ATI RN
RN Nursing Care of Children 2019 With NGN
1. Parents of a child who will need hemodialysis ask the nurse, What are the advantages of a fistula over a graft or external access device for hemodialysis? (Select all that apply.)
- A. It is ready to be used immediately.
- B. All below
- C. There is less restriction of activity with a fistula.
- D. It produces dilation and thickening of the superficial vessels.
Correct answer: A
Rationale: A fistula typically has fewer complications, allows for greater freedom of movement, and involves natural vessel changes that improve dialysis efficiency. However, it is not ready for immediate use, which is why it may take weeks to mature before it can be used.
2. As the primary caregiver for a 5-month-old baby, according to Maslow’s hierarchy of basic needs, which intervention takes the highest priority?
- A. Feeding every four hours
- B. Protection from harm
- C. Providing stimulation
- D. Providing love
Correct answer: A
Rationale: The correct answer is A: Feeding every four hours. According to Maslow’s hierarchy of needs, physiological needs, such as food, water, and warmth, take the highest priority. Ensuring that the baby is fed regularly is crucial for survival and overall health. Choice B, protection from harm, relates more to safety needs which come after physiological needs. Choice C, providing stimulation, is associated with higher-level needs like belongingness and esteem. Choice D, providing love, corresponds to esteem and self-actualization needs, which are higher in the hierarchy than physiological needs.
3. The nurse is taking a health history of an adolescent. Which best describes how the chief complaint should be determined?
- A. Request a detailed listing of symptoms.
- B. Ask the adolescent, "Why did you come here today?"
- C. Interview the parent away from the adolescent to determine the chief complaint
- D. Use what the adolescent says to determine, in correct medical terminology, what the problem is
Correct answer: B
Rationale: Asking the adolescent directly about the reason for their visit encourages open communication and helps the nurse understand the primary concern from the patient's perspective.

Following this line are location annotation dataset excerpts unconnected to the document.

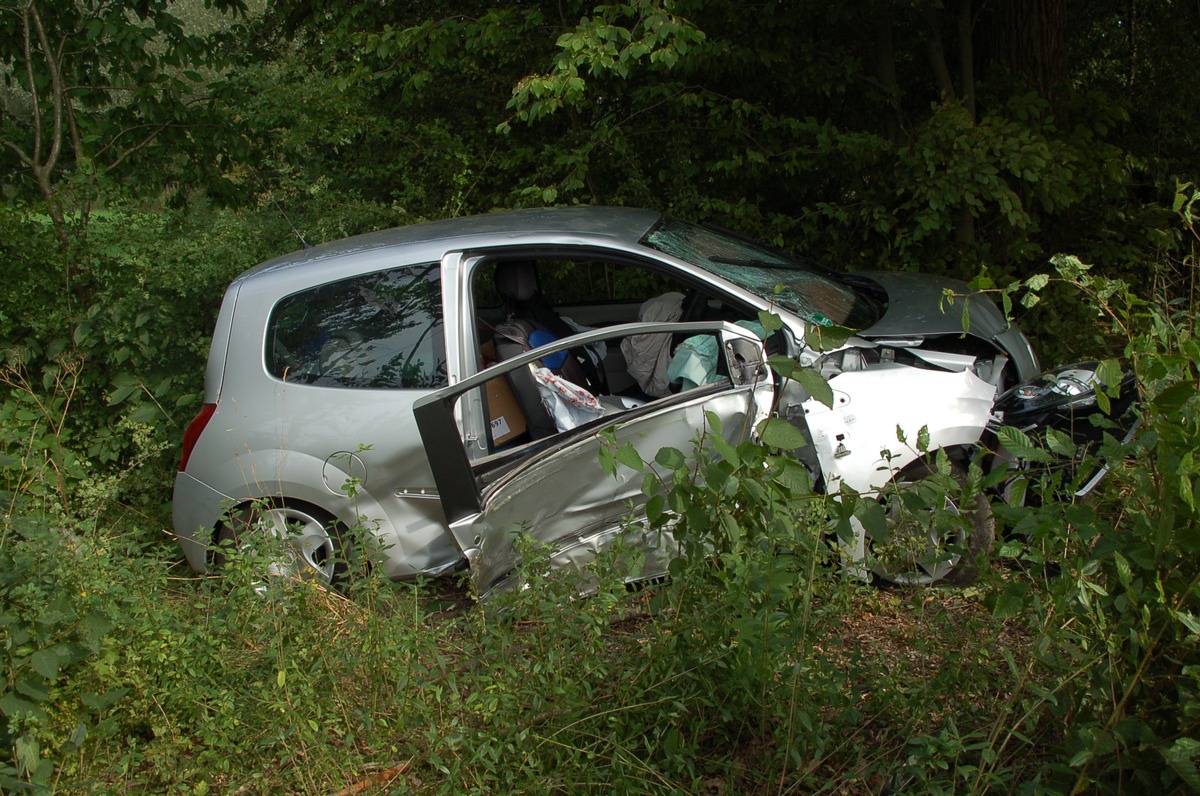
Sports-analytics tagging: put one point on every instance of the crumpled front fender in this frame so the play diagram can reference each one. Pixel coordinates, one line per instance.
(875, 423)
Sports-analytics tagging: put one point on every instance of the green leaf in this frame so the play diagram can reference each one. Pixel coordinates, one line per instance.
(1019, 443)
(33, 688)
(1060, 442)
(771, 322)
(783, 365)
(1009, 602)
(815, 384)
(1181, 756)
(671, 458)
(46, 663)
(1173, 399)
(1189, 621)
(727, 452)
(821, 337)
(1037, 281)
(629, 456)
(778, 432)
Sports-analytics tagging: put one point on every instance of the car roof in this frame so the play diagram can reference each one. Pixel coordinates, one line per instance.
(569, 225)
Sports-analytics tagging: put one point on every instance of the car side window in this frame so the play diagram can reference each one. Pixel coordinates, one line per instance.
(372, 331)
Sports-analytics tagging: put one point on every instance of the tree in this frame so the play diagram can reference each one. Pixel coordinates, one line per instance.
(89, 85)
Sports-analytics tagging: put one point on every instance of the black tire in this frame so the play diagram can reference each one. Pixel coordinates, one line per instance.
(313, 545)
(927, 548)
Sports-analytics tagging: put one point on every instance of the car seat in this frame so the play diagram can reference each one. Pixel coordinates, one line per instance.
(528, 315)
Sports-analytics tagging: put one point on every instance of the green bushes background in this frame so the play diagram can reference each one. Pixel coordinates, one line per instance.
(150, 151)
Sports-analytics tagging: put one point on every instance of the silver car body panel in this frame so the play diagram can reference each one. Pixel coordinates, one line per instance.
(858, 440)
(276, 440)
(559, 494)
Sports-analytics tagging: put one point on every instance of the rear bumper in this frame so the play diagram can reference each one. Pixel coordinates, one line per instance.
(196, 509)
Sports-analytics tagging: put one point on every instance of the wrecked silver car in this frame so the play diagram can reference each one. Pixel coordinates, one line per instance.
(441, 387)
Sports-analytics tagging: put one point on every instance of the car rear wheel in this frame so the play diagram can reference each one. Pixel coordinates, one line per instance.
(934, 534)
(293, 540)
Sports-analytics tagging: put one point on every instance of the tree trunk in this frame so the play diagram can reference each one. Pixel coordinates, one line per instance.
(1029, 39)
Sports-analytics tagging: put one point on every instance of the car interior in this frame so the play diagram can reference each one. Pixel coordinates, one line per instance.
(522, 303)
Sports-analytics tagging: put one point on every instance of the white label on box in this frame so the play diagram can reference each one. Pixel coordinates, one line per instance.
(501, 428)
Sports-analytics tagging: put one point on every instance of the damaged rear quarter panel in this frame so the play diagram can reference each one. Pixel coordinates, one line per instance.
(567, 501)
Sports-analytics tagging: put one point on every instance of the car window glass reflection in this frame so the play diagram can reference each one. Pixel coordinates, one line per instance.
(376, 330)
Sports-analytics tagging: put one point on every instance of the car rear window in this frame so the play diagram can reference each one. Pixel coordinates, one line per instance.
(376, 330)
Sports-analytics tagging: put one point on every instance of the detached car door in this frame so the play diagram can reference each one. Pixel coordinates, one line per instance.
(555, 489)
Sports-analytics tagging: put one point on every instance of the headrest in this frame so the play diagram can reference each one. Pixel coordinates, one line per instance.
(516, 280)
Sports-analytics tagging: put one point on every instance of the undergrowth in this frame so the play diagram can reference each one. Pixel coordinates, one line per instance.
(1072, 666)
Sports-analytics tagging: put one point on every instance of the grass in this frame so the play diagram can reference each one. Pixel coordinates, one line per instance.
(413, 689)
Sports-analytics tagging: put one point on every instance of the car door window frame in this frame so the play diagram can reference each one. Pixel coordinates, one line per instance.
(459, 474)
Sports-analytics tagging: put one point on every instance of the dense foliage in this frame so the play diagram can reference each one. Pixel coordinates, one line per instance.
(153, 149)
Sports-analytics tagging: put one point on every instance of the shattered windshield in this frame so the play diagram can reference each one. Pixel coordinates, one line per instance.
(810, 291)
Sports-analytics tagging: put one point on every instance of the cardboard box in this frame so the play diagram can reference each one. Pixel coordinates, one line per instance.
(504, 416)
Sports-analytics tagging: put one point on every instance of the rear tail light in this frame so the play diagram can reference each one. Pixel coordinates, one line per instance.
(195, 429)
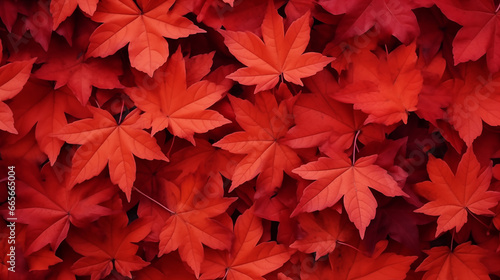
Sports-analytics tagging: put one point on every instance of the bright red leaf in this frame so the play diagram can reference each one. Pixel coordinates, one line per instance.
(104, 140)
(66, 66)
(453, 196)
(337, 177)
(388, 16)
(142, 25)
(279, 56)
(265, 125)
(350, 264)
(386, 88)
(107, 245)
(61, 9)
(13, 76)
(41, 105)
(171, 104)
(48, 210)
(194, 208)
(463, 263)
(247, 260)
(479, 33)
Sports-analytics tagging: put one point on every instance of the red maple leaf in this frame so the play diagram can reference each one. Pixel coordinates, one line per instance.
(67, 66)
(13, 76)
(61, 9)
(479, 32)
(453, 196)
(389, 17)
(279, 56)
(142, 25)
(265, 125)
(337, 177)
(386, 88)
(246, 259)
(48, 209)
(170, 103)
(464, 262)
(193, 213)
(350, 264)
(104, 140)
(107, 245)
(41, 105)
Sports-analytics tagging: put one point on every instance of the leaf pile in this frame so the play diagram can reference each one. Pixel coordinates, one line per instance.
(242, 140)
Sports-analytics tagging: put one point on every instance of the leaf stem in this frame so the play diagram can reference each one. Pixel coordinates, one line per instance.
(153, 200)
(452, 237)
(349, 245)
(121, 112)
(355, 147)
(477, 219)
(171, 146)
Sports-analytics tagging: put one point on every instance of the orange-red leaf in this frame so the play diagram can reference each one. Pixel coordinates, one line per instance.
(107, 244)
(385, 88)
(171, 104)
(48, 209)
(335, 177)
(247, 260)
(323, 230)
(142, 25)
(103, 141)
(265, 125)
(279, 54)
(463, 263)
(349, 264)
(192, 222)
(453, 196)
(13, 76)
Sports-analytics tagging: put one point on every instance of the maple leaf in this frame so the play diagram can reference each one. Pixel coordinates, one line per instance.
(107, 244)
(453, 196)
(479, 32)
(61, 9)
(39, 104)
(103, 140)
(42, 259)
(193, 210)
(339, 122)
(324, 230)
(265, 125)
(167, 267)
(13, 76)
(474, 99)
(385, 88)
(247, 260)
(66, 66)
(143, 26)
(351, 264)
(169, 103)
(388, 16)
(336, 176)
(48, 209)
(279, 55)
(463, 263)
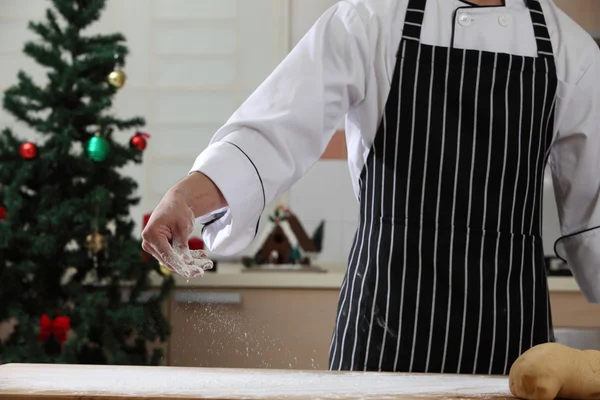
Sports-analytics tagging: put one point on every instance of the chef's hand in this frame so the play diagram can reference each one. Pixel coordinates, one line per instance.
(167, 233)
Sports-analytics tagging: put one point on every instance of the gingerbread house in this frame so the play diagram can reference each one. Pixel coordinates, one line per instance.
(286, 242)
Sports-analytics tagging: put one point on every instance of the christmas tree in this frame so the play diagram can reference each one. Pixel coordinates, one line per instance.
(74, 282)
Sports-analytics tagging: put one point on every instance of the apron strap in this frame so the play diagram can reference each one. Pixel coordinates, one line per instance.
(415, 14)
(542, 36)
(413, 21)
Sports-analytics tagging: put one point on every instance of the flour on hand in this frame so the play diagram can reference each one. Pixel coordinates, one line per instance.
(188, 263)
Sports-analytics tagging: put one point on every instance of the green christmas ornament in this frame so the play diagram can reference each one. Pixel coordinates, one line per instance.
(97, 148)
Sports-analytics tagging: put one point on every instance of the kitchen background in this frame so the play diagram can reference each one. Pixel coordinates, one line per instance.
(191, 64)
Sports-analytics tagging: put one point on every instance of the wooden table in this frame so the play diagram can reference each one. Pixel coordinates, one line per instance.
(54, 382)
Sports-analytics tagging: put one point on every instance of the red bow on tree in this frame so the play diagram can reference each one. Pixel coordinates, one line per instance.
(59, 327)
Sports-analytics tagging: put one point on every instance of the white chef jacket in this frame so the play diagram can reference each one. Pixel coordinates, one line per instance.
(343, 68)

4. The nurse is caring for a 2-year-old child in the postoperative period. Which pain assessment tool is most appropriate for assessing pain intensity in a 2-year-old?
- A. Poker chip tool
- B. Oucher Scale
- C. Faces Pain Rating Scale
- D. FLACC Behavioral Pain Assessment Scale
Correct answer: D
Rationale: The FLACC Behavioral Pain Assessment Scale is the most suitable tool for assessing pain in 2-year-old children postoperatively. It assesses pain by evaluating facial expression, leg movement, activity, cry, and consolability, making it effective for non-verbal children. The Poker chip tool is not appropriate for this age group. The Oucher Scale and Faces Pain Rating Scale are more suitable for older children who can self-report pain levels.
5. What is a key distinguishing feature of bronchiolitis in infants?
- A. Dry cough
- B. Wheezing
- C. Stridor
- D. Productive cough
Correct answer: B
Rationale: The correct answer is B: Wheezing. Wheezing is a key distinguishing feature of bronchiolitis in infants, typically caused by respiratory syncytial virus (RSV) infection. Bronchiolitis is characterized by inflammation and mucus buildup in the small airways of the lungs, leading to wheezing sounds during breathing. Choices A, C, and D are incorrect because dry cough, stridor, and productive cough are not typical features of bronchiolitis in infants.